江应茂转回身,笑意阴阴地看了她两眼,缓步靠了过去:“这借口是不是来时就想好了的?想得不错,这么一说,你可以把所有事情都推得一干二净了,确实是有点脑子呢!可是林蒲心,你以为全天下就你聪明吗?你当本公子真的是傻子吗?能被你这三言两语就糊弄过去了?实话告诉你,本公子知道从你这儿问不到实话的,像你这样狡猾多端的人又怎么会轻易露出马脚,本公子叫你来只是为了告诉你一件事。”
“大公子请说。”她面无表情道。
“知道你所伺候的江四公子是个什么样的人吗?”
“哦,大公子是想说这个,”她嘴角的蔑笑更浓了,“大公子是不是想告诉奴婢,奴婢所伺候的公子是个背弃了妻室,为功名利禄不折手段,阴险自私的小人?关于公子的从前种种,奴婢早听说过了,实在无须再让大公子多费口舌了。”

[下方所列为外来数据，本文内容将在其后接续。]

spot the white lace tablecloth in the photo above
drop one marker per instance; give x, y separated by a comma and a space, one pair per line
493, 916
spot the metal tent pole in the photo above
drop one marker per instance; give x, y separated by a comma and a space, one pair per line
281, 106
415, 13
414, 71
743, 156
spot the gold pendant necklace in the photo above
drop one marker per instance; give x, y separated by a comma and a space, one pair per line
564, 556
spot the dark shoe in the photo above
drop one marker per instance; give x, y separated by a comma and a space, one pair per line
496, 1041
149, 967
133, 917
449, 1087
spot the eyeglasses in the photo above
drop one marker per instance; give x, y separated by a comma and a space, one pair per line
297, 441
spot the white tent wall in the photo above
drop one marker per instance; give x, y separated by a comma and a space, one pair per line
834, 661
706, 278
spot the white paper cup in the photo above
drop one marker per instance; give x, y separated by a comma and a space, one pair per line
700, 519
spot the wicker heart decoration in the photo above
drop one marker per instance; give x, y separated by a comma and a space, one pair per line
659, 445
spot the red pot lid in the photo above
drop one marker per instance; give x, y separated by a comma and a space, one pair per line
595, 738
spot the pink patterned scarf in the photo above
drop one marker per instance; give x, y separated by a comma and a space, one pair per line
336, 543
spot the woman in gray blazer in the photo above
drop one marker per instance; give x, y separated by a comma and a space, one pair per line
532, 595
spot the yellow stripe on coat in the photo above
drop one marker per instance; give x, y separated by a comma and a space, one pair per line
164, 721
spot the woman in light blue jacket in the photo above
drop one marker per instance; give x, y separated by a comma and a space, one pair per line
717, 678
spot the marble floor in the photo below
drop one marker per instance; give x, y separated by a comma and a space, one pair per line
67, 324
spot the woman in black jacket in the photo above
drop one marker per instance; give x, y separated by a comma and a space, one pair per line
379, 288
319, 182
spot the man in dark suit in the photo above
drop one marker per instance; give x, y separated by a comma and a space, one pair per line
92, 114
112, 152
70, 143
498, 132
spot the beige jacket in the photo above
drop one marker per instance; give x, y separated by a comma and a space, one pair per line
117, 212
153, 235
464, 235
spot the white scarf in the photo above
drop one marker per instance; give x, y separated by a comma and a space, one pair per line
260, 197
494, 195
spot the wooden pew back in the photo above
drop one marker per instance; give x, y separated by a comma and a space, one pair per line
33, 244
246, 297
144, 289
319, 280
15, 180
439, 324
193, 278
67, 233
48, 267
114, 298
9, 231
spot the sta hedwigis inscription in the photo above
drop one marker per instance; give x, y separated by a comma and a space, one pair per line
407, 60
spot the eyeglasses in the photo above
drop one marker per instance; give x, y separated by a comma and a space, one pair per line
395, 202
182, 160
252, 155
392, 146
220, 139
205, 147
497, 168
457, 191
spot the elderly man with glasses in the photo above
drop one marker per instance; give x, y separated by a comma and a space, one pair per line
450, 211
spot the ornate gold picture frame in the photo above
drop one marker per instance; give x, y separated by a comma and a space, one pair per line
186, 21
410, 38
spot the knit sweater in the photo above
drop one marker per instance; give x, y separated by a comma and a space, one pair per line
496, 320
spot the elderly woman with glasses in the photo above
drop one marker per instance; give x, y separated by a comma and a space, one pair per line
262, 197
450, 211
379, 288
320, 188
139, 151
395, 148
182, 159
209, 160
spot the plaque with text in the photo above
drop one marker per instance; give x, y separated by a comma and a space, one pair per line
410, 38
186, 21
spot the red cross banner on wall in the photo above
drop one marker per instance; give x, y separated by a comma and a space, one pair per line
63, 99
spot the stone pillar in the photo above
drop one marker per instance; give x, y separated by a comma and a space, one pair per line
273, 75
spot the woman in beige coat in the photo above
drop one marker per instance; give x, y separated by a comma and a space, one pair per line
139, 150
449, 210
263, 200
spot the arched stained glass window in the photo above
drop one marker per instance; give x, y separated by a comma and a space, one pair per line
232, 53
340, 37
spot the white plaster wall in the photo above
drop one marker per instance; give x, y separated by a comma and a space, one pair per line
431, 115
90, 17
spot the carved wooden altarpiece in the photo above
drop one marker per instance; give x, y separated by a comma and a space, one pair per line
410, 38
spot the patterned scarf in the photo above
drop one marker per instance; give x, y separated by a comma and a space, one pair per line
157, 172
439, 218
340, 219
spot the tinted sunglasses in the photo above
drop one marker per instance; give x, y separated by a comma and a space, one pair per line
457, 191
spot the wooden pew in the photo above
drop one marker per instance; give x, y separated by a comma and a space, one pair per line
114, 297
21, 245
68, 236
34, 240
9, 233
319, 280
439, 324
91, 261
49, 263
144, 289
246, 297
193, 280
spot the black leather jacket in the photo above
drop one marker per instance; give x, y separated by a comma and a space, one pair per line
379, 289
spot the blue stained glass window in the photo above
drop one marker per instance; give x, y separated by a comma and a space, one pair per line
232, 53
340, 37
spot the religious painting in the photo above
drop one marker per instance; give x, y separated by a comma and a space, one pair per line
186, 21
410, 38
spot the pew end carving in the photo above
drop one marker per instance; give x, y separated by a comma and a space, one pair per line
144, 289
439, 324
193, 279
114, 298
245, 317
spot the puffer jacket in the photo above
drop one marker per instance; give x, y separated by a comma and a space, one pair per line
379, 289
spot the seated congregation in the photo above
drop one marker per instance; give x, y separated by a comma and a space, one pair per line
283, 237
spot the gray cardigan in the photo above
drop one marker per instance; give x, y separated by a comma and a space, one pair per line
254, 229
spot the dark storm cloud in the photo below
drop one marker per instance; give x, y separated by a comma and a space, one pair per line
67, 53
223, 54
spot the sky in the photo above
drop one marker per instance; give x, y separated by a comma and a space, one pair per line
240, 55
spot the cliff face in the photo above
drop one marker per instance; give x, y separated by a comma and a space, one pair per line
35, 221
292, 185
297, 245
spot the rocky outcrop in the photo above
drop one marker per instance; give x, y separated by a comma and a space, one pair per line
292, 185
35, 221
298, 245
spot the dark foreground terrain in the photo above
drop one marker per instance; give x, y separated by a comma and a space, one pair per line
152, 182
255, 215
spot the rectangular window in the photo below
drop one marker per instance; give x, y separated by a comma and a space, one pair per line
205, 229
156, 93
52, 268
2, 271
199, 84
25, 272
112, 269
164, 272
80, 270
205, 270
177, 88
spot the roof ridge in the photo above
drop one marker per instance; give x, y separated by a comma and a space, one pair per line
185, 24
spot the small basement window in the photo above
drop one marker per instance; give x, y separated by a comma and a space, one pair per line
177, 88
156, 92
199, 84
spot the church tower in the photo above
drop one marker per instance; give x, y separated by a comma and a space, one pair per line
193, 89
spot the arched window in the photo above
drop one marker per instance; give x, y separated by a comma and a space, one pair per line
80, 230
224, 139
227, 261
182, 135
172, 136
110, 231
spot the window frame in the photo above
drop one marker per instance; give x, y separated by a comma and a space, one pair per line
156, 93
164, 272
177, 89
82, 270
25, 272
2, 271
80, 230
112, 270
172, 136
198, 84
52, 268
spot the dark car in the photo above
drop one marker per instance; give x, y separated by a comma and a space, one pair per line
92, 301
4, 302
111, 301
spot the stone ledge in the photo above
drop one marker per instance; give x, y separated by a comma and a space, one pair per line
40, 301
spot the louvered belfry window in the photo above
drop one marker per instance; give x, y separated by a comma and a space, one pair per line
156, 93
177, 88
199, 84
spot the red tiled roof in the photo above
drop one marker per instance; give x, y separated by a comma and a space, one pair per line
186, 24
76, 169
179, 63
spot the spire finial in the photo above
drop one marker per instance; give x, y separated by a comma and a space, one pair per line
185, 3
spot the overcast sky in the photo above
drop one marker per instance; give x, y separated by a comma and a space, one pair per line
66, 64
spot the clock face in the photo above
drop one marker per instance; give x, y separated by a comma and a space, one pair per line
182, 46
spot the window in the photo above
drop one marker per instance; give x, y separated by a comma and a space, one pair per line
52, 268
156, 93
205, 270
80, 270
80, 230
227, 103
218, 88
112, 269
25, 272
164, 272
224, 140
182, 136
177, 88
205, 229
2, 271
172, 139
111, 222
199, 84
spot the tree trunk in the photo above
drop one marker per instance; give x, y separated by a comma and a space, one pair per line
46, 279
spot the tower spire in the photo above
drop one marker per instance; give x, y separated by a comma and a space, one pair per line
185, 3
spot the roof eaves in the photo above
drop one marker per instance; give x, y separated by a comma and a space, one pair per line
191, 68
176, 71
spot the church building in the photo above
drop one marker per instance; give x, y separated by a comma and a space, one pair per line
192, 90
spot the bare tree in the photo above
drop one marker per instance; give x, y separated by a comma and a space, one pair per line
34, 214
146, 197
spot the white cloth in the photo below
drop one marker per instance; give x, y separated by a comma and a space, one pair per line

“呵呵呵呵……”江应茂居然仰头笑了起来,继续踱步道,“你若这么想,那你就错了。我知道,外面把应谋传得很厉害很凶狠,说他为达目的不折手段,为了成就自己名声,不惜抛弃妻室背叛对他有救命之恩的炎王室,对吗?所以,外面那些人真的都以为应谋是无坚不摧,强悍无比的,可你知道吗?事实并非如此。”
“那么在大公子看来,事实又是怎样的呢?”
“我这个弟弟的确是有几分聪明的,虽然从小体弱,但脑子却很好用,自小就有稽国小神童之称。正因为有神童这层神秘薄纱始终笼着他,所以在外人看来,他是那么地高不可攀神秘莫测。特别是在炎国灭了之后,他的凶狠无情深不可测传得就更加地光怪陆离了,呵呵,可惜了,”江应谋轻蔑地笑了笑,不住晃头道,“传言也仅仅是传言,传言永远不会是事实。倘若他真是那么厉害残忍,我会毫不犹豫地邀请你们俩狼狈为歼,联手来对付我,因为那样会更加有趣,但可惜,他不是。”
“他不是?”她转身看着江应茂,“什么意思?难道在大公子看来他没有传言中的那些凶狠强大?”
“你以为他有吗?那都是他装出来的,以及外面那些无知崇拜者瞎嚷嚷出来的,”江应茂眼含讥讽道,“真正的他根本没有你们想象的那么坚强,他也是个普通人,一个很普通的男人,会哭,会伤心,会为了一个女人肝肠寸断。”
“为了……一个女人……肝肠寸断?”她眉心微微拧起。
“是不是有点意外?是不是没想到向来风轻云淡,火烧眉毛都不会着急的江四公子也有那么颓废不堪的时候?林蒲心,他不是你该追随的人,像你这样医术和心术双绝的人,理应追随一个真正的强者,而不是他那样伪装出来的强者,你说是吗?”